11. Ook heeft verweerder niet ten onrechte aan eiseressen tegengeworpen dat zij onaannemelijk hebben verklaard over de hulp van [Naam 3] bij het uitreizen. Verweerder heeft daarbij kunnen overwegen dat eiseressen niet inzichtelijk hebben gemaakt waarom [Naam 3] deze hulp zou verlenen terwijl hij eerder vijandig was tegenover eiseres 1. Zij heeft immers ook verklaard dat hij haar heeft gedwongen om een relatie aan te gaan, haar heeft bedreigd en haar geld en sieraden afhandig heeft gemaakt. De stelling in beroep dat de amoureuze gevoelens van [Naam 3] en zijn besef dat hij zelf ook in de problemen was geraakt hierbij een rol hebben gespeeld, zijn niet terug te voeren op de verklaringen van eiseressen.
12. Ten slotte heeft verweerder terecht aan eiseressen tegengeworpen dat eiseres 1 tegenstrijdig heeft verklaard over de aard en de duur van de relatie met [Naam 3]. Tijdens het nader gehoor heeft eiseres 1 verklaringen afgelegd die niet stroken met de correcties en aanvullingen op het aanmeldgehoor op dit punt. Hiervoor is geen verontschuldiging gegeven.

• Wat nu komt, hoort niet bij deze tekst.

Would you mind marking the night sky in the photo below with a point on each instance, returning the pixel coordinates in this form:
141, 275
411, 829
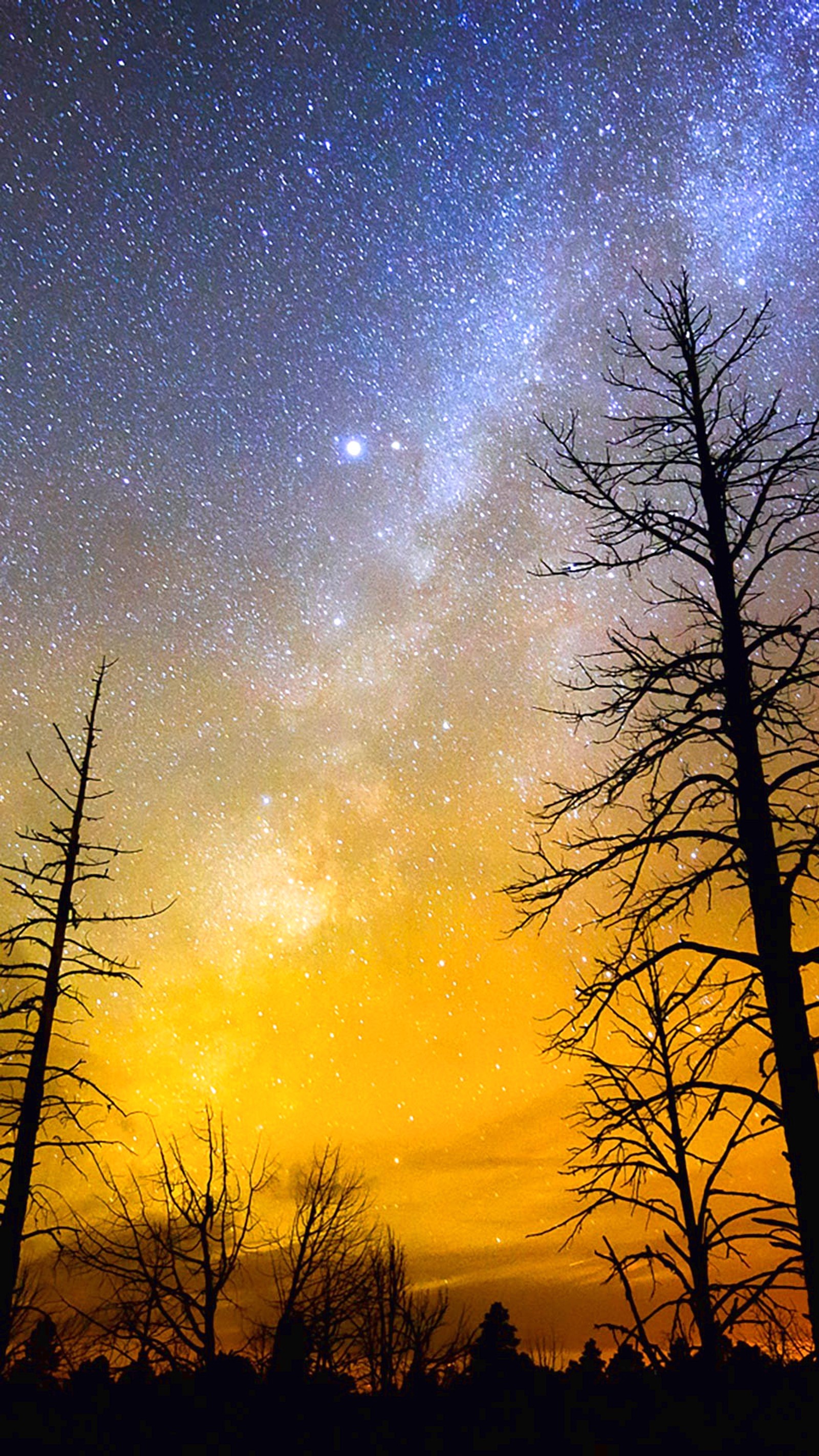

13. Uit het voorgaande volgt dat verweerder de gestelde gebeurtenissen met [Naam 3] niet ten onrechte ongeloofwaardig heeft geacht. Dit brengt met zich dat verweerder eiseressen terecht niet is gevolgd in de stelling dat zij door deze gebeurtenissen slachtoffer zijn geworden van huiselijk geweld en te vrezen hebben voor eerwraak. Voor zover eiseres 2 aanvoert dat zij al eerder door haar man werd mishandeld en dat dit blijkt uit de door haar in beroep overgelegde foto’s, overweegt de rechtbank dat eiseres 2 deels niet herkenbaar is op deze foto’s en dat uit deze foto’s niet blijkt wanneer deze zijn genomen en wat de oorzaken zijn van de op de foto’s zichtbare kwetsuren.
14. Eerst ter zitting hebben eiseressen gesteld dat zij in Irak te vrezen hebben voor eerwraak alleen al vanwege het feit dat zij gedurende drie jaar hun echtgenoten hebben verlaten zonder daar uitleg voor te geven. Dit is naar het oordeel van de rechtbank een achtergehouden asielmotief dat zich niet leent voor beoordeling in deze zaak omdat verweerder daarover nog geen standpunt heeft ingenomen. De rechtbank verwijst hierbij naar de uitspraak van de Afdeling bestuursrechtspraak van de Raad van State van 3 juli 2019 (ECLI:NL:RVS:2019:2073).
15. De beroepen zijn ongegrond.
16. Voor een proceskostenveroordeling bestaat geen aanleiding.

Beslissing

De rechtbank verklaart de beroepen ongegrond.
Deze uitspraak is gedaan door mr. C. van Boven-Hartogh, rechter, in aanwezigheid van mr.A.S. Hamans, griffier, en openbaar gemaakt door middel van geanonimiseerde publicatie op www.rechtspraak.nl.
De uitspraak is bekendgemaakt op:
Rechtsmiddel
Tegen deze uitspraak kan hoger beroep worden ingesteld bij de Afdeling bestuursrechtspraak van de Raad van State binnen vier weken na de dag van bekendmaking.